KUDUS, Jowonews.com – Pemerintah didesak bijak menyikapi aktivitas tambang galian C yang dilakukan masyarakat. Sebab selain menjadi gantungan hidup masyarakat saat perlambatan pertumbuhan ekonomi sekarang ini, aktivitas tambang tersebut juga berkontibusi besar untuk menunjang aktivitas pembangunan baik yang dilakukan orang per orang maupun proyek publik milik pemerintah.
Sesuai perda RTRW Kudus, ada beberapa lokasi yang memang dikategorikan sebagai kawasan tambang galian C. Yakni Desa Tanjungrejo dan Gondoharum Kecamatan Jekulo; Desa Wonosoco Kecamatan Undaan dan Desa Rejosari Kecamatan Dawe. Praktis jika ada aktivitas galian C di luar kawasan itu, maka dicap tambang ilegal.
Padahal di luar kawasan itu ada sejumlah aktivitas tambang yang dilakukan masyarakat. Beberapa diantaranya seperti tambang galian C di Desa Menawan Kecamatan Gebog yang berbatasan langsung dengan Desa Soco Kecamatan Dawe. Atau juga tambang Galian C di Kecamatan Kaliwungu yang berbatasan dengan Kecamatan Nalumsari Kabupaten Jepara.
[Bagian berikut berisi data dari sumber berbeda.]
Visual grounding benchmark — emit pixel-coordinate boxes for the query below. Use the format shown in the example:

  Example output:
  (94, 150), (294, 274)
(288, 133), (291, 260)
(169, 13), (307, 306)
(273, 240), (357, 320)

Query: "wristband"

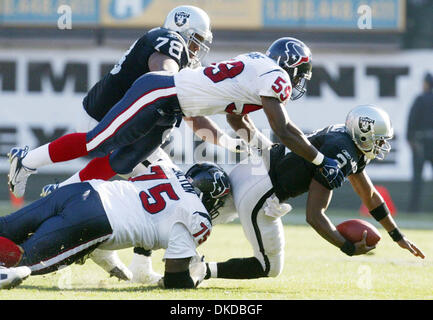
(370, 202), (390, 221)
(311, 152), (325, 166)
(218, 134), (238, 152)
(388, 228), (403, 242)
(248, 130), (273, 149)
(340, 240), (356, 256)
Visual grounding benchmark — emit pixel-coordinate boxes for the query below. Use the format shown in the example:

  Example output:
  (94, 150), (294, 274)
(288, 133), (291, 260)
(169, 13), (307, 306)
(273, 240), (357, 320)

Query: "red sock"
(0, 237), (23, 268)
(48, 133), (88, 162)
(79, 155), (117, 181)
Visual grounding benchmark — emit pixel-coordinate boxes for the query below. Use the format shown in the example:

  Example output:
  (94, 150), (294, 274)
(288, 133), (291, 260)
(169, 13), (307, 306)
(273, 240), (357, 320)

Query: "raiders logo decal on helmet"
(174, 11), (189, 27)
(358, 117), (374, 133)
(210, 171), (230, 198)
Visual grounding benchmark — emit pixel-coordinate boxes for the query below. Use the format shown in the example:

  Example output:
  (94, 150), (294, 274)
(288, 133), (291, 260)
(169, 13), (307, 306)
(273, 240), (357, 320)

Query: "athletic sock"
(59, 172), (81, 187)
(134, 247), (152, 257)
(79, 154), (117, 181)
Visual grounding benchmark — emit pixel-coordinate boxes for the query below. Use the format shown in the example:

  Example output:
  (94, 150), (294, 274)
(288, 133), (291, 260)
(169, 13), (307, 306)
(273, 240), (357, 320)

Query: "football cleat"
(129, 253), (162, 285)
(189, 255), (206, 287)
(8, 146), (37, 198)
(0, 267), (32, 289)
(40, 183), (59, 197)
(89, 249), (132, 281)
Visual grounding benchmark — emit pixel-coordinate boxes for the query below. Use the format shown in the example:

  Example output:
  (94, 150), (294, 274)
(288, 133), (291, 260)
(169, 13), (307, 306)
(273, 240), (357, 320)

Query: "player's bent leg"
(8, 147), (36, 197)
(110, 125), (173, 174)
(208, 161), (284, 279)
(0, 266), (31, 289)
(20, 183), (113, 274)
(86, 74), (181, 156)
(129, 248), (162, 285)
(89, 249), (132, 281)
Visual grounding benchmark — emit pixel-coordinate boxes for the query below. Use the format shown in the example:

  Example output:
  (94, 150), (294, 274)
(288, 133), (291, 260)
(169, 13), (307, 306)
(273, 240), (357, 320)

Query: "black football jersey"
(269, 125), (368, 201)
(83, 28), (189, 121)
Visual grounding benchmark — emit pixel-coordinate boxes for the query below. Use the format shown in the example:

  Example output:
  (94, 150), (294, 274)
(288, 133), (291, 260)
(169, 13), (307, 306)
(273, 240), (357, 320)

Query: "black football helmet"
(185, 162), (231, 219)
(266, 37), (312, 100)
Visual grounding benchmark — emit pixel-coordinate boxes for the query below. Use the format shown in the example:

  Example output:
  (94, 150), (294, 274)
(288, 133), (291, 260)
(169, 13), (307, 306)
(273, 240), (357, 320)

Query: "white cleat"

Koordinator Aliansi Peduli Tambang Rakyat (APTR) Kudus, Fathoni mengatakan idealnya pemerintah melakukan langkah terobosan agar aktivitas tambang rakyat di luar wilayah yang dikategorikan sebagai kawasan tambang bisa tetap berjalan namun juga tak melanggar aturan. Salah satu caranya, tambang rakyat dibina dan difasilitasi agar bisa bisa beroperasi resmi. Dengan cara itu, maka persoalan lingkungan imbas pertambangan juga bisa ditekan, aktivitas pembangunan yang menggunakanhasil galian C juga tetap berjalan dan sekaligus masyarakat tak kehilangan pendapatannya.
“Jangan asal main tutup tambang rakyat. Kita semua harus bijak menyikapi persoalan ini,” kata Toni – panggilan akrab Fathoni- kemarin.
Toni yakin jika langkah pembinaan dan fasilitasi ini dilakukan, petambang rakyat yang beraktivitas di area tambang di luar rumusan Perda RT/RW juga mau mengikuti. Sebab pada dasarnya mereka juga ingin aktivitas yang digelutinya berjalan nyaman, aman dan tidak kucing-kucingan dengan petugas. Para petambang rakyat juga bisa lebih bertanggung jawab terhadap lingkungan. Sebab jika usahanya resmi maka mereka memiliki kewajiban untuk melakukan reklamasi bekas area tambang garapannya.
“Setoran PAD dari sektor tambang galian C ke kas daerah juga ada,” ujar Toni yang pernah bekerja sebagai petambang rakyat ini.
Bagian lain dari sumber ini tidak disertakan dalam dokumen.